Listen — Maurice Ohana: The Tree at Night (Signes)
(excerpt) Monique Rollin, zither; Ensemble Ars Nova de l'ORTF. ℗ Warner Classics :
This world is also hinted at in his wonderful trio from a decade later titled Sacral D'Ilx. Ohana always maintained that the natural world taught him more about music than anything or anyone of the human variety. Maybe this is what I find so powerful and mesmerising in this music, its totally non-human texture and quality. As extraordinary as the colours and moods of these openings pages are, it is also no surprise to learn - as you can sense a very definite structure underlying all the kaleidoscopic effects - that Ohana studied architecture before he studied music.
The next section is titled The Tree Enlivened with Birds. It is the longest section and one where the flute is the main protagonist. Clearly with all these arabesques there is some attempt at the representation of birdsong here but it is some way from anything like Messiaen's more literal or authentic attempts to do the same. This is Ohana's world, not ours. The untuned percussion leads us into the third section: The Tree Drenched by the Rain. A section where the full battery of tuned and untuned percussion weave their magic and are given their chance, well clearly not to shine but at least to sing in the rain. Then comes The Tree Imprisoned by Gossamer which is zither time. The title alone is hypnotic enough; the music only augments this state. After which we have a wild toccata which, apart from some touches of percussion, is for piano solo - Ohana's own instrument - which is titled The Tree Battered by the Wind.
Listen — Maurice Ohana: The Tree Battered by the Wind (Signes)
(excerpt) Christian Ivaldi, piano. ℗ Warner Classics :
I am not sure if the tree is more battered or bewitched as I have never heard the wind dance with such abandon. Here maybe Ohana is paying his debt to Debussy.

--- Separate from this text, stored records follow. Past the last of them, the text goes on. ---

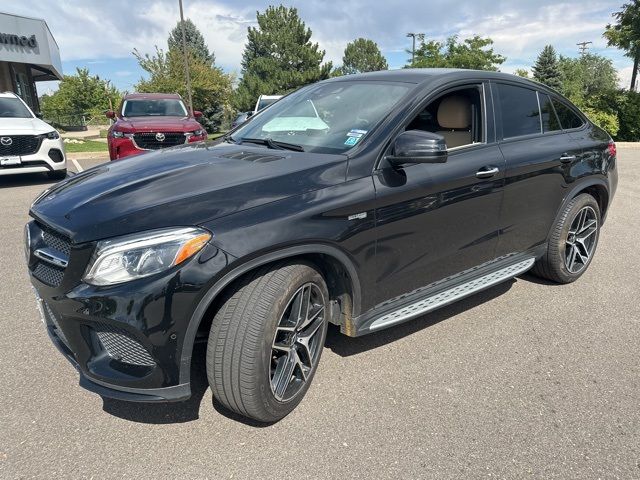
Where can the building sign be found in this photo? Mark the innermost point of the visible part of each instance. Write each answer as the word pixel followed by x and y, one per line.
pixel 23 41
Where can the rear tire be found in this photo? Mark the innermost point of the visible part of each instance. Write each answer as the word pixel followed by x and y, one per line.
pixel 259 364
pixel 57 174
pixel 572 242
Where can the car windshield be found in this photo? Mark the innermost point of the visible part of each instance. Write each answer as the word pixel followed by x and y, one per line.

The closing section, The Tree Burnt by the Sun, sees the full ensemble back to bask in the midday heathaze. The percussion here creates a wonderful sense of stasis - a sun-sapped langour, before an almightly blast on the gong leads into the closing bars where the lone flute has the last say, like a little bird scurrying away for protection into the lattice of the tree's foliage rich shelter.
Listen — Maurice Ohana: The Tree Burnt by the Sun (Signes)
(ending) Michel Debost, flute; Ensemble Ars Nova de l'ORTF. ℗ Warner Classics :
In all of these articles I have written, here I have never felt words to be quite so inadequate to give even the merest sense of just what an experience this music is like to listen to. Therein lies the magic.